Seguramente no lo recordareis, porque
han pasado muchos años, pero la biblioteca de Pippi en Kunterbunt
(“Villa Colorines”) era una de las habitaciones que daba al
porche donde solía estar refugiado Pequeño Tío. En casa de Pippi
no había libros, solo “píldoras”, porque nuestra pequeña y
vieja amiga no tenía tiempo para leer más que unas pocas líneas
seguidas entre sus múltiples actividades legales e ilegales.

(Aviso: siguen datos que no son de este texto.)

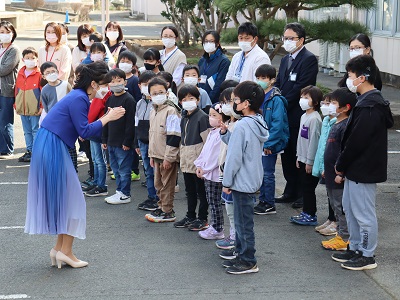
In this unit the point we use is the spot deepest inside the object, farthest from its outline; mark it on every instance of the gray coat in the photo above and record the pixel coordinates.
(8, 70)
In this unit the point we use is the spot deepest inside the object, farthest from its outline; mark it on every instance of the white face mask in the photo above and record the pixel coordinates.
(168, 43)
(159, 99)
(145, 90)
(189, 105)
(112, 35)
(86, 41)
(325, 110)
(356, 52)
(100, 94)
(304, 104)
(227, 109)
(30, 63)
(52, 77)
(5, 38)
(290, 46)
(332, 110)
(209, 47)
(191, 80)
(350, 85)
(126, 67)
(245, 46)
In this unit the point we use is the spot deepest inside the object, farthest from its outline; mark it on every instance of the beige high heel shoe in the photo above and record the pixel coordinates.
(53, 254)
(61, 257)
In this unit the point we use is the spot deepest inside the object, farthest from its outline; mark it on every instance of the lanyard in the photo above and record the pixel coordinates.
(165, 61)
(239, 69)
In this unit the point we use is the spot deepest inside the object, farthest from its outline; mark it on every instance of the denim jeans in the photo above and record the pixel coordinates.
(99, 165)
(144, 152)
(6, 124)
(267, 190)
(243, 206)
(121, 163)
(30, 124)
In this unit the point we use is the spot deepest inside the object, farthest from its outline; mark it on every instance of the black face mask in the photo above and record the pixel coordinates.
(149, 67)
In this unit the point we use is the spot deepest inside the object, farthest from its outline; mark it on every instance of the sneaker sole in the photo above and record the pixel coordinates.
(367, 267)
(252, 270)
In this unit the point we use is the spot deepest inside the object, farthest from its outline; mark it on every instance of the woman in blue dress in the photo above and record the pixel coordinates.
(55, 203)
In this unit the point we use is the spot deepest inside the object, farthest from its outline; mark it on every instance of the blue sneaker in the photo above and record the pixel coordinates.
(226, 243)
(306, 219)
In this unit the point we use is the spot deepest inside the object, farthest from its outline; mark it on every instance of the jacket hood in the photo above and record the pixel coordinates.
(375, 99)
(258, 126)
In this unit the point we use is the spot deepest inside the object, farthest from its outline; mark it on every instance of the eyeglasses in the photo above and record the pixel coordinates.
(289, 38)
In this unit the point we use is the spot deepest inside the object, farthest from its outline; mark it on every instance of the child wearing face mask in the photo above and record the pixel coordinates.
(97, 52)
(191, 75)
(141, 142)
(207, 169)
(27, 99)
(342, 102)
(328, 111)
(194, 131)
(307, 144)
(118, 136)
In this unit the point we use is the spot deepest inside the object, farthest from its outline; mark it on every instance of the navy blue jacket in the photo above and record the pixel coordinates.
(306, 67)
(274, 113)
(215, 66)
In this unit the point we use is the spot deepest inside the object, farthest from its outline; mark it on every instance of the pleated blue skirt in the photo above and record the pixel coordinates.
(55, 202)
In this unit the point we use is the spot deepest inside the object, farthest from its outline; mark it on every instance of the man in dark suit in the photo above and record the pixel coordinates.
(297, 70)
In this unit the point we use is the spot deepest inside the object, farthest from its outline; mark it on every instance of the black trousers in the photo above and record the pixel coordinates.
(195, 191)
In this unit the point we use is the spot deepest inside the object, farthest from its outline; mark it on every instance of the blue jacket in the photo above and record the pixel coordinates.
(318, 166)
(275, 115)
(215, 66)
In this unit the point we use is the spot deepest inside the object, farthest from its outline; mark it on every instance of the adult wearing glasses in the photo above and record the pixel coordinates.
(298, 69)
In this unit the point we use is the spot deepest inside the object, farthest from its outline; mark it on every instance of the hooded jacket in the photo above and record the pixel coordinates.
(243, 171)
(363, 156)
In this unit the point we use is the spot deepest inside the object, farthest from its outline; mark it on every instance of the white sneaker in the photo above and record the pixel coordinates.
(211, 234)
(122, 199)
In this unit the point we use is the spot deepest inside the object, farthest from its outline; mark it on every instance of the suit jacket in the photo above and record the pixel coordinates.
(306, 67)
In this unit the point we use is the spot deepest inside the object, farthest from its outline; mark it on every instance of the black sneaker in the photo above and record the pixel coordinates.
(149, 204)
(345, 256)
(263, 208)
(228, 254)
(97, 191)
(184, 223)
(198, 225)
(26, 157)
(242, 267)
(359, 263)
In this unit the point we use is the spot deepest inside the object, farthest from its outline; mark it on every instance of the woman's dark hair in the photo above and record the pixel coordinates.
(128, 55)
(170, 79)
(173, 28)
(83, 29)
(188, 89)
(363, 65)
(57, 30)
(298, 28)
(225, 94)
(46, 65)
(315, 94)
(10, 27)
(248, 28)
(95, 71)
(266, 71)
(115, 25)
(157, 81)
(146, 76)
(97, 47)
(252, 92)
(153, 54)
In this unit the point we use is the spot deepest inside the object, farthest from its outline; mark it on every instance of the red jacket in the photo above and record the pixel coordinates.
(27, 93)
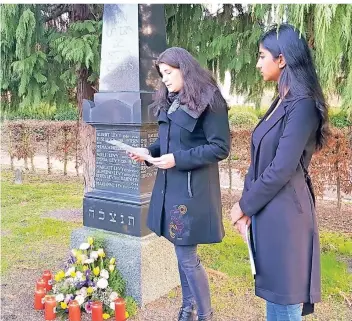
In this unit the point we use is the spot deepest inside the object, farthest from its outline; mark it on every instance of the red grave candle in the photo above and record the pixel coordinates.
(50, 308)
(41, 284)
(97, 311)
(48, 277)
(120, 309)
(39, 296)
(74, 311)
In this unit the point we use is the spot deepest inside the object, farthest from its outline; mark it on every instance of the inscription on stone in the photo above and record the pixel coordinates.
(114, 169)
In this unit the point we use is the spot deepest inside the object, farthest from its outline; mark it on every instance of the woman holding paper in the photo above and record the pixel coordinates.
(277, 197)
(193, 137)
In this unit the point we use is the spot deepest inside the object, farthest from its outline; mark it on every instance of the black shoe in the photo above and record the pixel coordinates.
(209, 318)
(187, 314)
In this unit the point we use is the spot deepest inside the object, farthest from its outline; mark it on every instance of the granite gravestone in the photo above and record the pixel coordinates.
(133, 37)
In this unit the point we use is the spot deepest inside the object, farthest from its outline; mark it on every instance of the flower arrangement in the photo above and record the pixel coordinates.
(90, 276)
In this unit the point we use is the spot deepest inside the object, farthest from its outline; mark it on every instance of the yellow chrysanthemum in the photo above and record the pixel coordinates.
(96, 271)
(57, 278)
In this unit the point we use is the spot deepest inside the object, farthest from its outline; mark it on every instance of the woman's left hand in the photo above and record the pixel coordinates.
(242, 224)
(236, 213)
(165, 161)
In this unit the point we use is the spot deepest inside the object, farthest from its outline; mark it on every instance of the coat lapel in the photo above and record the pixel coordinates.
(266, 125)
(183, 116)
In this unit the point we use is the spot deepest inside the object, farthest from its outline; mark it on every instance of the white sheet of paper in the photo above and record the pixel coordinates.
(130, 149)
(251, 259)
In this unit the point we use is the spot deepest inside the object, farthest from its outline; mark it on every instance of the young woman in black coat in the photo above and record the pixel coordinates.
(278, 199)
(193, 137)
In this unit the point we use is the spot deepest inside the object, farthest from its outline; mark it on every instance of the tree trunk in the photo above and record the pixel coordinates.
(85, 91)
(48, 152)
(87, 132)
(338, 178)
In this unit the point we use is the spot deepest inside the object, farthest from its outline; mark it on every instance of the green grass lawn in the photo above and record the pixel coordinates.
(26, 236)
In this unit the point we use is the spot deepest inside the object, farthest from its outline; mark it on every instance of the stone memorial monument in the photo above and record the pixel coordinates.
(133, 37)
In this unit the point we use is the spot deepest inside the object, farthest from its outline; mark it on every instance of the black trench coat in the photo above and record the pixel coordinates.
(276, 195)
(185, 206)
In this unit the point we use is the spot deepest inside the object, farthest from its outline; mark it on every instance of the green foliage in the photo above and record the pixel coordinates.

Así pues, su biblioteca estaba
compuesta de multitud de hojas sueltas que se amontonaban en confusas
pilas sobre las estanterías vacías y la gran mesa camilla bajo la
que encendía el brasero de picón.
Hoy Pippilotta Viktualia Rogaldina
Shokominza Langstrumpf ha entrado a la biblioteca en uno de los
esporádicos momentos en los que se atenuaba su frenética actividad.
Ha tomado una de las hojas que esperan polvorientas sobre la mesa y
se ha hundido en el sillón que hay bajo el ventanal. Al otro lado
Pequeño Tío la observa entre orgulloso y divertido.
-¿Tu de que te ríes? -le pregunta
Pippi a través del cristal polvoriento.
Esto es lo que después ha leído.
¿Fui criado por mi madre? ¿Fue una
campesina la que me amamantó? Lo ignoro. Cualquiera que fuese el
pecho que mordí, no recuerdo una sola caricia del tiempo en que era
muy niño; no fui mimado, ni besuqueado, ni festejado, mee azotaron
de lo lindo.
Mi madre dice que no debe mimarse a los
niños y me pega todas las mañanas; cuando no tiene tiempo por la
mañana lo hace al mediodía, raras veces más tarde de las cuatro.
Mademoiselle Balandreau me pone sebo en
las partes golpeadas.
Es una buena solterona de cincuenta
años. Vive debajo de nosotros. Al principio eso la satisfacía: como
no tiene reloj, así podía saber la hora “¡Plin! ¡Plan! ¡Pon!
¡Pon! Ya están azotando al rapazuelo; es la hora de preparar mi
café con leche.
Pero cierto día en que me había
levantado los faldones, porque me escocía demasiado, y estaba
tomando el aire entre dos puertas, me vió; mis posaderas despertaron
su compasión.
Primero quiso mostrárselas a todo el
mundo, congregar a su alrededor a los vecinos; luego pensó que no
era aquel el modo de salvarlas e ideó otra cosa.
Cuando oye que mi madre me dice:
-Jacques, voy a azotarte.
-Madame Vingtras, no se moleste, yo lo
haré en su lugar.
-¡Oh, querida, que amable es usted!
Mademoiselle Balandreau me leva
consigo; pero,en vez de azotarme, golpea sus manos; yo grito. Mi
madre por la noche, da las gracias a la sustituta.
-Estoy a su disposición -contesta la
buena mujer, dándome un caramelo a hurtadillas.
Mi primer recuerdo data, pues, de una
azotaina. El segundo está lleno de asombro y de lágrimas.